A tangent PQ at a point P of a circle of radius 10 cm meets a line through the centre O at a point Q so that OQ = 12 cm. The length of PQ will be:

• A. 12 cm
• B. 13 cm
• C. $2\sqrt{11}$ cm
• D. $3\sqrt{5}$ cm

Hint:

For tangents, always use \( PQ^2 = OQ^2 - OP^2 \). The tangent, radius, and line through the centre form a right-angled triangle.

Answer 1

The Correct Option is D

Step 1: Concept used.
A tangent to a circle is always perpendicular to the radius at the point of contact. Thus, $\triangle OPQ$ is a right-angled triangle at \( P \).

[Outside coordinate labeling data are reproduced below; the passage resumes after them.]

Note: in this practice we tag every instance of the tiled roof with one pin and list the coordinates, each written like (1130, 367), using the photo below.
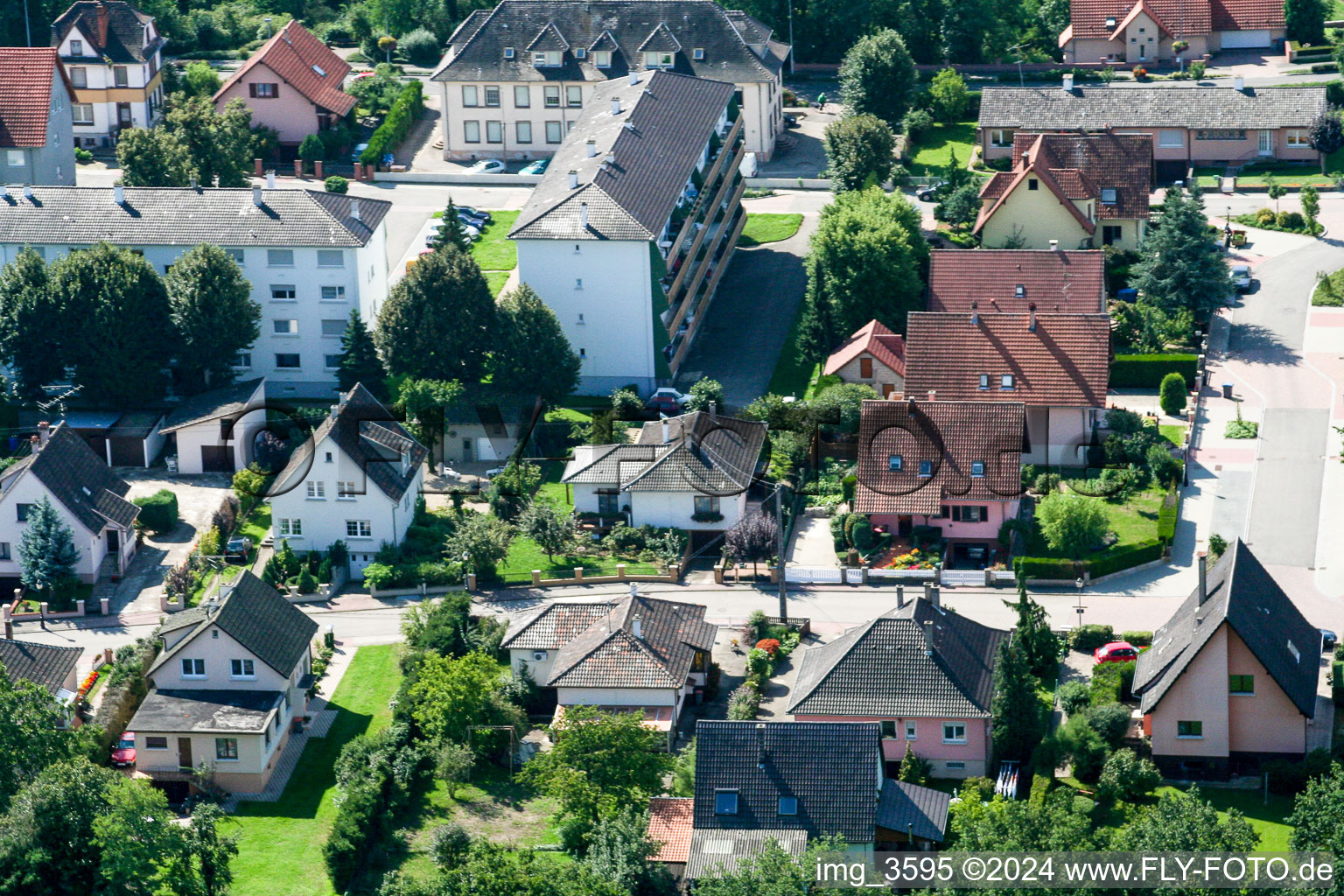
(257, 617)
(27, 74)
(1053, 281)
(629, 24)
(213, 404)
(877, 340)
(304, 63)
(831, 767)
(42, 664)
(115, 30)
(669, 825)
(80, 480)
(186, 216)
(917, 662)
(1246, 597)
(361, 429)
(950, 437)
(656, 141)
(608, 653)
(1065, 361)
(1098, 108)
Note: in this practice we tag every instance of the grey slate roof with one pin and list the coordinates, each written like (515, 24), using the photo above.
(914, 810)
(257, 617)
(657, 140)
(1245, 595)
(721, 32)
(213, 404)
(1167, 107)
(917, 662)
(831, 767)
(42, 664)
(80, 480)
(185, 216)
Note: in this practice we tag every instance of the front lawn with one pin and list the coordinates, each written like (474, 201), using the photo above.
(280, 844)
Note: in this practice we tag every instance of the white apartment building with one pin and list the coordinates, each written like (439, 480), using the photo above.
(113, 54)
(311, 256)
(516, 78)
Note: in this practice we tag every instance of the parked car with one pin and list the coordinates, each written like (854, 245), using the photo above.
(1116, 652)
(124, 751)
(486, 167)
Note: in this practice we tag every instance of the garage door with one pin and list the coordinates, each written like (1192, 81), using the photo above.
(217, 458)
(1238, 39)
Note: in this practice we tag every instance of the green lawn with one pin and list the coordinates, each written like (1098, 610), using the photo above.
(280, 845)
(765, 228)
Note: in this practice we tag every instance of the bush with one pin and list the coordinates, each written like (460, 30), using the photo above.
(158, 511)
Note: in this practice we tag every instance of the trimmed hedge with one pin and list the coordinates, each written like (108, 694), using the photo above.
(1146, 371)
(396, 125)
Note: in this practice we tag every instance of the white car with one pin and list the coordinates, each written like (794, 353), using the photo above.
(486, 167)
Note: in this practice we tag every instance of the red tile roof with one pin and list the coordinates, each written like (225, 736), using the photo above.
(877, 340)
(1054, 281)
(669, 825)
(25, 74)
(1063, 361)
(296, 55)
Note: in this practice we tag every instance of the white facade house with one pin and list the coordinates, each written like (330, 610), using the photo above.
(87, 494)
(310, 256)
(113, 54)
(354, 481)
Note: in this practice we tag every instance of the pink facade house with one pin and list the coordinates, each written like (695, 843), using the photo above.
(922, 672)
(292, 83)
(1231, 679)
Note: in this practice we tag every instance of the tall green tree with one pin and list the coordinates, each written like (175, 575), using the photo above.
(440, 320)
(878, 77)
(214, 315)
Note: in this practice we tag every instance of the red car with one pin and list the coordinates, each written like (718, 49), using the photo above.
(124, 754)
(1116, 652)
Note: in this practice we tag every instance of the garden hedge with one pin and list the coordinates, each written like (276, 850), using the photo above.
(1146, 371)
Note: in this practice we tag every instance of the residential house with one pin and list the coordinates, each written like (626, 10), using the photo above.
(634, 225)
(87, 494)
(228, 690)
(1231, 677)
(1145, 32)
(691, 472)
(924, 673)
(1055, 364)
(952, 465)
(37, 137)
(113, 54)
(292, 83)
(214, 431)
(1015, 280)
(631, 654)
(311, 256)
(1198, 124)
(872, 356)
(1071, 191)
(516, 78)
(354, 480)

Step 2: Apply Pythagoras theorem.
\[ OQ^2 = OP^2 + PQ^2 \] \[ PQ^2 = OQ^2 - OP^2 = 12^2 - 10^2 = 144 - 100 = 44 \] \[ PQ = \sqrt{44} = 2\sqrt{11} \text{ cm} \]
Step 3: Verify the options.
Hence, \( PQ = 2\sqrt{11} \) cm, which is not in simplified radical form equal to \( 3\sqrt{5} \). Wait — since \( \sqrt{44} = 2\sqrt{11} \), option (C) is correct, not (D).
Step 4: Conclusion.
The correct length of \( PQ \) is \( \boxed{2\sqrt{11}\ \text{cm}} \).